Data Team

Out, damned spot
How to use ImageMagick to reduce OCR errors from redaction

While reporting on New Jersey’s Malcolm X Shabazz High School, Chalkbeat reporter Patrick Wall sent the Newark Police Department a FOIA to obtain data on police calls. The police sent back the PDF shown at the top of this post.

My first instinct was to use an extraction tool like Tabula or PDFPlumber to reformat the PDF’s text into .csv format, so that we can analyze it and the reporter can explore it.

Unfortunately, there are two problems with that response: first, it’s a scan of a redacted printout, so there’s no actual text for us to read. Second, the redactions make OCR (Optical Character Recognition) unreliable.

OCR tools sometimes try to interpret redactions — especially messy, hand-made ones — as characters. This can introduce randomness into the results, scramble extraction tools, and prevent you from parsing the text successfully.

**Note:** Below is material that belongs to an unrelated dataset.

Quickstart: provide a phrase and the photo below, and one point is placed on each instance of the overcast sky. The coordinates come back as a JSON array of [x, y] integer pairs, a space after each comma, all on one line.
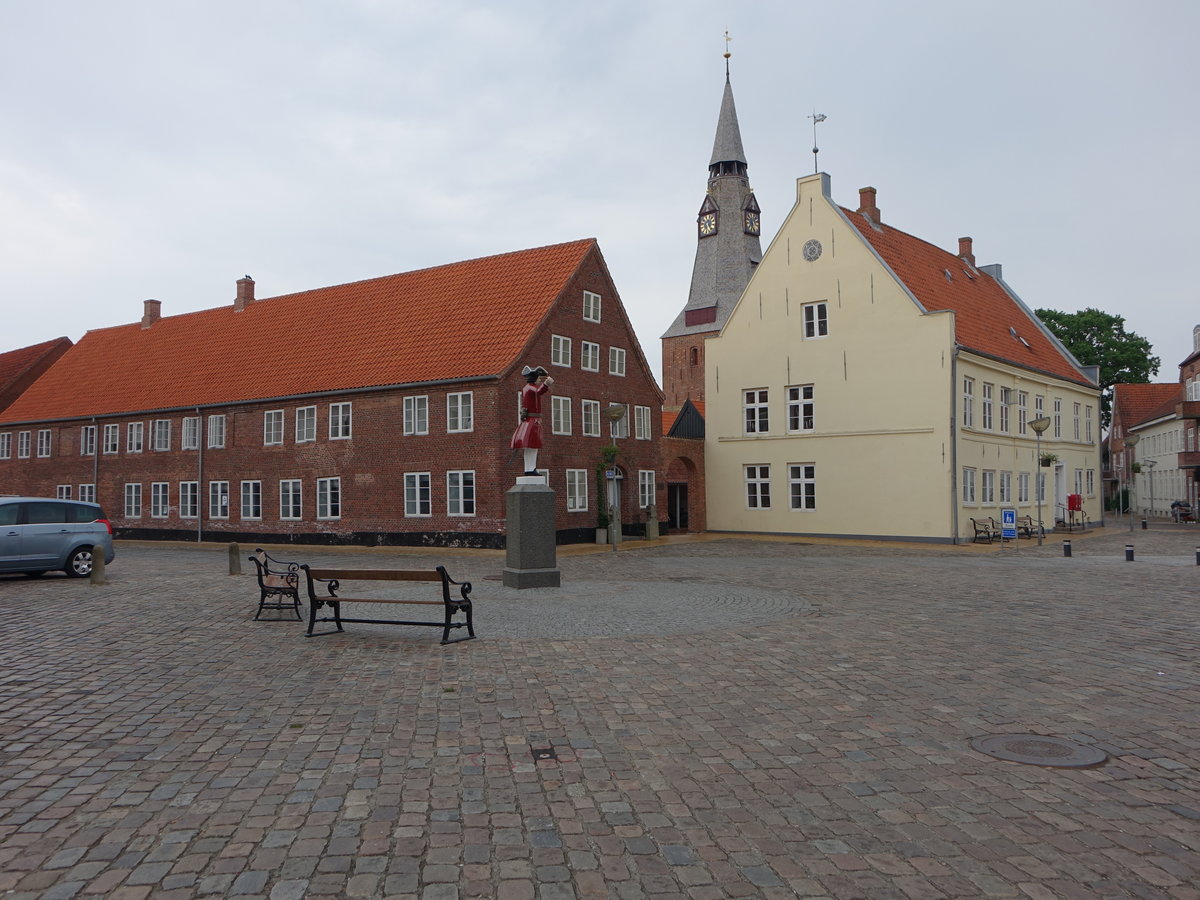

If you’ve tried to solve this in the past, it’s tempting to try to clean it up on the data side. But instead, we saved some time by altering the images before they were fed to the OCR tool. Here’s how it works.

Exploring the problems

Initially, I attempted to convert the images to text using Tesseract. The results were functional, but the redactions caused increasingly random character interpretations — like the strings of @MB- and Pees — which made the text difficult to analyze or parse in part two.

NPD 19153832  @MB- SCHOOL 04/10/2019 14:35 + MALCOLM X SHABAZZ HIGH SCHOOL - 80 s33skR SANTANGEL

NPD P19153365 04/10/2019 08:53 MALCOLM X SHABAZZ HIGH SCHOOL - 80 o& moraesl
Pees uane JOHNSON AVE, NEWARK NJ 07108

I ran it through a few other tools, including Document Cloud’s built-in OCR function and plain old Adobe Acrobat.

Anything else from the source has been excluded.